VI. Finalmente la nostra volontà può spontaneamente determinarsi col libero amore del bene onesto a disprezzare tutti gli oggetti sensibili, a dilettarsi puramente della virtù, della giustizia, della pudicizia, della pietà, della religione, ed a costituire la sua felicità in un bene spiritualissimo, quale è Dio. Adunque ella è puramente spirituale, siccome quella che può nell’operare prefiggersi un fine tale, ed andarvi con tali mezzi, che il corpo nulla di comune abbia in essi, nulla ve n’abbiano i sensi (Veramente tutta l’argomentazione dell’autore conchiude alla spiritualità dell’anima umana, anziché alla sua immortalità, ed il suo ragionare sarebbe stato più opportuno e più stringente, se egli avesse posto in chiara luce l’immortalità come conseguenza della spiritualità, dimostrando come l’intendere ed il volere dell’uomo avendo per obbietto il Vero ed il Buono divini, che sono infiniti, non possono raggiungere nel tempo la loro perfezione).

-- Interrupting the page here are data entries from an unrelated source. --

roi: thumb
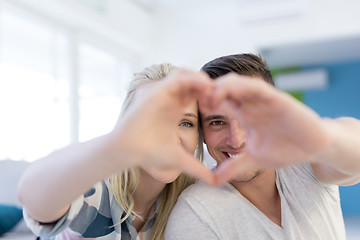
[214,153,260,185]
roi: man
[166,54,360,240]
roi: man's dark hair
[201,53,275,85]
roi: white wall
[4,0,360,69]
[148,0,360,68]
[0,0,154,68]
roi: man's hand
[211,74,330,184]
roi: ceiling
[260,35,360,68]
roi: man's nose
[226,121,245,149]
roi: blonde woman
[18,64,213,240]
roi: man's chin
[232,170,263,183]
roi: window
[0,2,131,161]
[79,43,131,141]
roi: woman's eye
[179,122,194,127]
[210,121,224,126]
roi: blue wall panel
[304,60,360,216]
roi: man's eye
[210,121,224,126]
[179,122,194,127]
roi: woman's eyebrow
[204,114,226,122]
[184,113,197,119]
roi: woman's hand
[112,69,214,183]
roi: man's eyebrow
[184,113,197,119]
[204,115,226,122]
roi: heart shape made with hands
[119,69,329,184]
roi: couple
[18,54,360,239]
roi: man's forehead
[200,105,234,121]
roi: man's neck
[230,170,281,226]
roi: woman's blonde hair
[109,64,203,240]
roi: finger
[214,154,260,185]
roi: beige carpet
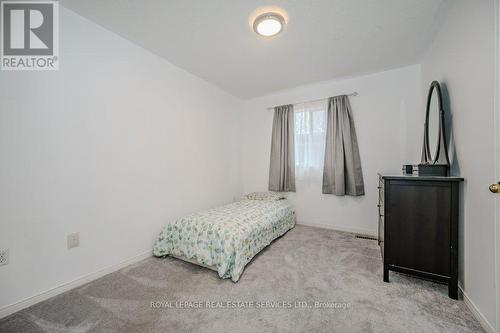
[0,226,482,333]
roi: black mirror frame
[421,81,450,166]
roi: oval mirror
[426,86,441,162]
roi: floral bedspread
[153,199,295,282]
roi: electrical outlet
[0,249,9,266]
[67,232,80,249]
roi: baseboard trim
[0,250,152,319]
[458,286,495,333]
[297,221,378,237]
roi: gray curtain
[323,95,365,195]
[269,105,295,192]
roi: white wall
[239,65,424,234]
[422,0,496,327]
[0,8,241,308]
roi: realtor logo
[0,1,59,70]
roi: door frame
[492,0,500,333]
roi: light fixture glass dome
[253,13,285,37]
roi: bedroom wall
[422,0,496,328]
[0,7,241,314]
[238,65,424,235]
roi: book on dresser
[378,174,463,299]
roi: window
[294,100,327,181]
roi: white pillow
[245,192,286,201]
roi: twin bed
[153,192,295,282]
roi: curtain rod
[267,91,359,110]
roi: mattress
[153,199,295,282]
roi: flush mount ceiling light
[253,13,285,37]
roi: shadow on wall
[440,82,467,285]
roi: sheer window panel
[294,100,327,182]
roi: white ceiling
[61,0,443,98]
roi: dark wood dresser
[378,174,463,299]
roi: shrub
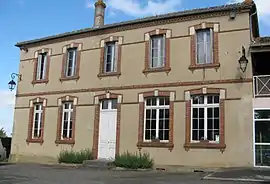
[114,152,154,169]
[58,149,93,164]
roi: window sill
[137,142,174,150]
[184,141,226,152]
[143,67,171,75]
[32,79,49,85]
[59,76,80,82]
[188,63,220,70]
[26,138,44,144]
[98,72,121,78]
[55,139,75,145]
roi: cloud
[229,0,270,26]
[86,0,181,17]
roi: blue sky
[0,0,270,133]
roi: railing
[253,75,270,97]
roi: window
[32,103,43,139]
[61,102,73,139]
[36,53,47,80]
[65,48,77,77]
[26,97,47,144]
[144,97,170,142]
[149,35,165,68]
[191,95,220,143]
[196,29,213,64]
[104,42,118,73]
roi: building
[10,0,267,167]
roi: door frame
[92,92,122,159]
[252,108,270,168]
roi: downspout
[249,10,257,43]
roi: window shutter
[113,42,119,72]
[209,29,214,63]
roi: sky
[0,0,270,135]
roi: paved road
[0,164,264,184]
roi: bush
[114,152,154,169]
[58,149,93,164]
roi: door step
[83,159,114,169]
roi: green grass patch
[114,152,154,169]
[58,149,93,164]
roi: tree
[0,127,7,137]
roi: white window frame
[65,48,77,77]
[32,103,44,139]
[143,97,171,143]
[36,53,48,80]
[149,34,166,68]
[196,28,214,65]
[190,95,220,143]
[61,102,74,140]
[104,42,118,73]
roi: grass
[114,152,154,169]
[58,149,93,164]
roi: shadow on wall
[0,137,12,161]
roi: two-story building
[11,0,270,167]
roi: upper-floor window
[32,103,43,139]
[65,48,77,77]
[191,95,220,143]
[61,102,74,139]
[104,42,118,73]
[149,35,165,68]
[196,29,213,64]
[36,52,47,80]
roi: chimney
[94,0,106,28]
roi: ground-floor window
[144,97,170,141]
[254,109,270,166]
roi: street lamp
[8,73,22,91]
[238,46,248,73]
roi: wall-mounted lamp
[8,73,22,91]
[238,46,248,73]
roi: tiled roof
[16,2,254,47]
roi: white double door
[98,99,117,160]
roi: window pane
[151,130,156,139]
[112,99,117,109]
[199,119,204,129]
[165,109,170,119]
[146,109,151,119]
[159,109,165,119]
[255,121,270,143]
[145,120,151,129]
[165,119,170,129]
[192,108,199,118]
[199,108,204,118]
[207,119,213,129]
[214,119,219,129]
[192,130,200,141]
[214,107,219,118]
[102,100,109,109]
[192,119,199,129]
[254,110,270,119]
[63,129,67,138]
[165,97,170,105]
[158,130,164,140]
[146,98,152,106]
[207,108,214,118]
[145,130,151,140]
[199,130,204,140]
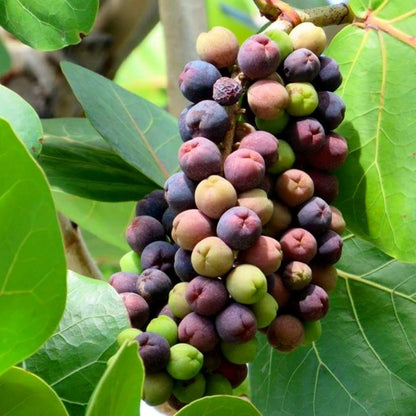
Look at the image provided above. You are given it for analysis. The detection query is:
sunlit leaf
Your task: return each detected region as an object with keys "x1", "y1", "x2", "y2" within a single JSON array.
[
  {"x1": 0, "y1": 40, "x2": 11, "y2": 75},
  {"x1": 0, "y1": 0, "x2": 98, "y2": 50},
  {"x1": 62, "y1": 62, "x2": 182, "y2": 186},
  {"x1": 0, "y1": 119, "x2": 66, "y2": 374},
  {"x1": 0, "y1": 85, "x2": 43, "y2": 157},
  {"x1": 86, "y1": 342, "x2": 144, "y2": 416},
  {"x1": 176, "y1": 396, "x2": 261, "y2": 416},
  {"x1": 251, "y1": 238, "x2": 416, "y2": 416},
  {"x1": 39, "y1": 118, "x2": 157, "y2": 202},
  {"x1": 25, "y1": 272, "x2": 129, "y2": 416},
  {"x1": 0, "y1": 367, "x2": 68, "y2": 416},
  {"x1": 328, "y1": 1, "x2": 416, "y2": 261},
  {"x1": 52, "y1": 190, "x2": 136, "y2": 251}
]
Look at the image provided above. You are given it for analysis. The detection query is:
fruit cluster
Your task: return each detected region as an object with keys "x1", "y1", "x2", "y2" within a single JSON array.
[{"x1": 110, "y1": 23, "x2": 348, "y2": 407}]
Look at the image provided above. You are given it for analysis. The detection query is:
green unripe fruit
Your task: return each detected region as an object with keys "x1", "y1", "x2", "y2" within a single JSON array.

VII. Anzi se con tali operazioni vien l’anima sommamente a perfezionarsi, che cercar più? Non si può concepir, che quella sostanza, la quale acquista la perfezione del suo operare, con sollevarsi dal corpo più che ella può, debba mai perdere la perfezione dell’essere, se si separi dal medesimo corpo. Nulla res corrumpitur ab eo in quo consistit eius perfectio, dicono i dotti (S. Th. 1. 2. contra gentes c. 79): conciossiachè perfezionare una sustanza e distruggerla, son due cose del tutto opposte. E pur qual è la somma perfezione dell’anima unita al corpo? E quando nel corpo ell’opera, più che può, come se fosse separata dal corpo.

II.

VIII. Che dite dunque? Non vi sembra ormai, che comunque si guardi l’anima umana, o si guardi secondo l’intelletto, o si guardi secondo la volontà, ci si renda assai manifesta la sua natura indipendente dal tempo? Quel semplice pastorello che lassù nel monte Ida calpestava la calamita come una selce volgare, al mirar poi quel potere stupendo che ella esercitava sul ferro delle scarpe contadinesche da lui portate, mutò sentenza, e cominciò a venerare con occhio attonito ciò che dianzi premeva con pie indiscreto. Saranno però bene di mente affatto selvaggia tutti coloro che, riflettendo su gli atti delle loro potenze spirituali (conforme comandò quell’oracolo sì famoso, nosce te ipsum), non confesseranno, che l’anima è di natura superiore a tutto il caduco, e che però non dee pagar tributo anch’essa alla morte, come pure amerebbero quei meschini i quali assai più paventano di morire, secondo la metà sola, che non paventerebbero di morire secondo il tutto: tanto male conoscono se medesimi.

IX. Ma come non si conoscere ? Sperimentano pure dentro se stessi che l’intelletto, più che sa, più è disposto a conseguire di nuova scienza; e sperimentano, che la volontà più che gode, più è vaga di acquistar nuovi diletti. Or come dunque possono tuttavia divisarsi, che queste sieno potenze limitate dalla materia? Le materiali, quando anche fossero tante conchiglie marine, pasciute ad un certo segno, convien che insino alla rugiada del cielo chiudano al fine la bocca, con dichiararsi insufficienti a riceverne di vantaggio. Quelle potenze però le quali più che ricevon di pascolo nel loro seno sono capaci di riceverne sempre più e più, senza mai finire; anzi per questo medesimo son capaci di riceverne più, perché n’hanno molto: sono indubitamente potenze spirituali (S. Th. 2. 2. q. 24. art. 7. in c.). E se sono spirituali, che dubitar della loro immortalità?